One of these changes referred to as “Auto-Pay,” allowed UI benefits to be automatically paid without requiring claimants to report the weekly wage information needed to determine whether they were actually eligible for benefits. Seasoned OUI and Commonwealth Office of Technology expressed concerns about implementing Auto-Pay, according to the report, but it was implemented in spite of those concerns. Auto-Pay was in effect two weeks for traditional UI and eight weeks for PUA, and it contributed to causing many of the issues identified in the auditor’s findings.
The report notes that despite efforts to pay benefits more quickly, many claims still were not timely processed. As of Oct. 29, 2020, the claims backlog of unprocessed, initial jobless claims totaled approximately 80,000. Additionally, OUI had archived more than 400,000 emails the office received through its UI assistance email account that remained unread as of Nov. 9, 2020. These emails from claimants could include indications or problems for OUI to address, not to mention general questions from unemployed Kentuckians.
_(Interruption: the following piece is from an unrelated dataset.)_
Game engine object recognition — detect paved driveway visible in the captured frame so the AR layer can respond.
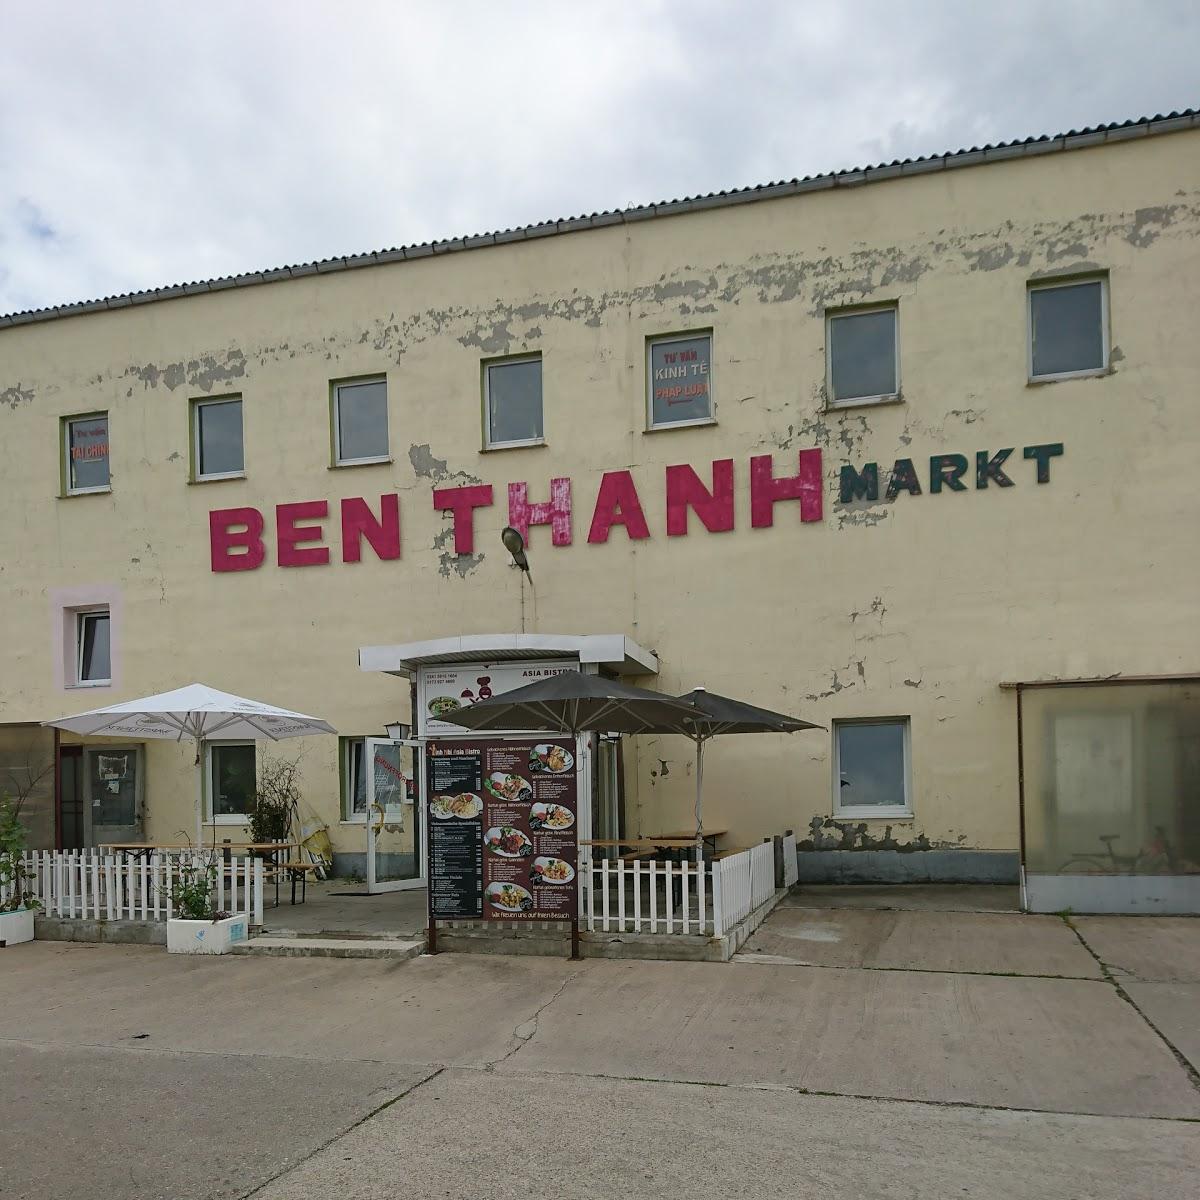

To illustrate the Auto-Pay issue, auditors selected a sample of 37 state employees who filed for and received UI benefits and discovered 16 state employees were paid unemployment benefits for the loss of part-time jobs, despite still being employed by the state.
Claimants are required to report any earnings during the week for which they are claiming benefits, and their full-time state wages would have made these employees ineligible for benefits. However, the adoption of the Auto-Pay policy eliminated the system control that asked claimants to report their weekly earnings, so the system did not take into account wages from their full-time state employment. The net overpayment in this sample was more than $116,000.
Furthermore, seven of the employees did not report wages earned from full-time employment even when the Auto-Pay period had ended despite having the ability to do so.
Another issue appearing in the report was data security. OUI failed to inform the Auditor of Public Accounts, along with other state agencies, of three data breaches that occurred in April and May 2020. State law requires agencies to notify APA and others within 72 hours of the occurrence.